Art made a manda. Knelt, lit a candle, and left a twenty-dollar bill. What the hell.
“Help me bring you down, Santo Jesus,” he whispered in Spanish, “and there’s more where that came from. I’ll give money to the poor.”
Walking back to the hotel from the shrine, Art met Adan Barrera.
Art had walked past this gym a dozen times. He had been tempted to check it out and never had, but on this particular evening a fairly large crowd was inside, so he walked in and stood at the edge.
Adan was barely twenty then. Short, almost diminutive, with a thin build. Long black hair combed straight back, designer jeans, Nike running shoes, and a purple polo shirt. Expensive clothes for this barrio. Smart clothes, smart kid-Art could see that right away. Adan Barrera just had a look like he always knew what was going on.
Art put him at about 5'5?, maybe 5'6?, but the kid standing beside him had to go 6'3” easy. And built. Big chest, sloping shoulders, lanky. You wouldn’t make them for brothers except for their faces. Same face on two different bodies-deep brown eyes, light coffee-colored skin, more Spanish-looking than Indian.
They were standing on the edge of the ring looking down at an unconscious boxer. Another fighter stood in the ring. A kid, really, certainly not out of his teens, but with a body that looked like it had been chiseled out of living stone. And he had those eyes-Art had seen them before in the ring-that had the look of a natural killer. Except now he seemed confused and a little guilty.

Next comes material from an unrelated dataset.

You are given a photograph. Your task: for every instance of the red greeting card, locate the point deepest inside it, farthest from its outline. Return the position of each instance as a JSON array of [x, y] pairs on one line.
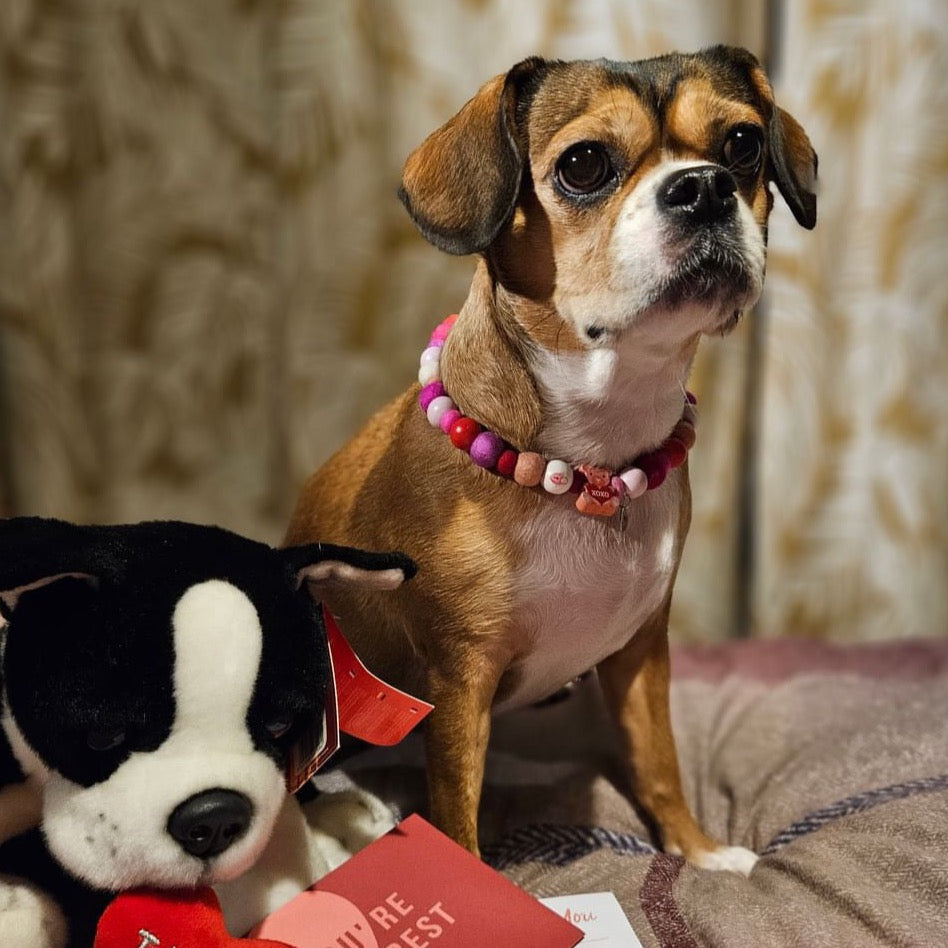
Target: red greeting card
[[415, 888]]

Art got it right away. The fighter had just knocked out a sparring partner and now had no one to work out with. The two brothers were his managers. It was a common enough scene in any Mexican barrio. For poor kids from the barrio, there were two routes up and out-drugs or boxing. The kid was an up-and-comer, hence the crowd, and the two middle-class Mutt-and-Jeff brothers were his managers.